Aan het vorenstaande wordt nog het volgende toegevoegd. Indien appellante zou worden gevolgd in haar standpunt dat, in afwijking van artikel 11, tweede lid, in samenhang met artikel 10, eerste, tweede en derde lid, van de NOW-1, (ook) bij de subsidieverlening moet worden uitgegaan van de loonsom in het derde loonbetalingstijdvak van het jaar 2020, dan zou dat niet betekenen dat zij alsnog in aanmerking komt voor een voorschot. Op grond van de loonaangifte zoals die op de peildatum 15 mei 2020 namens appellante was ingediend, bedroeg de loonsom namelijk nul euro.
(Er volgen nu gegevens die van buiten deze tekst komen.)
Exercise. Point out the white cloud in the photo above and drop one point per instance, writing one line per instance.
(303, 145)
In dat geval zou artikel 11, tweede lid, in samenhang met artikel 10, vijfde lid, van de NOW-1 aan toekenning van een voorschot in de weg staan. Voor het standpunt van appellante, om bij de subsidieverlening eventueel uit te gaan van de loonsom in het tweede loonbetalingstijdvak van 2020, is in de NOW-1 geen aanknopingspunt te vinden.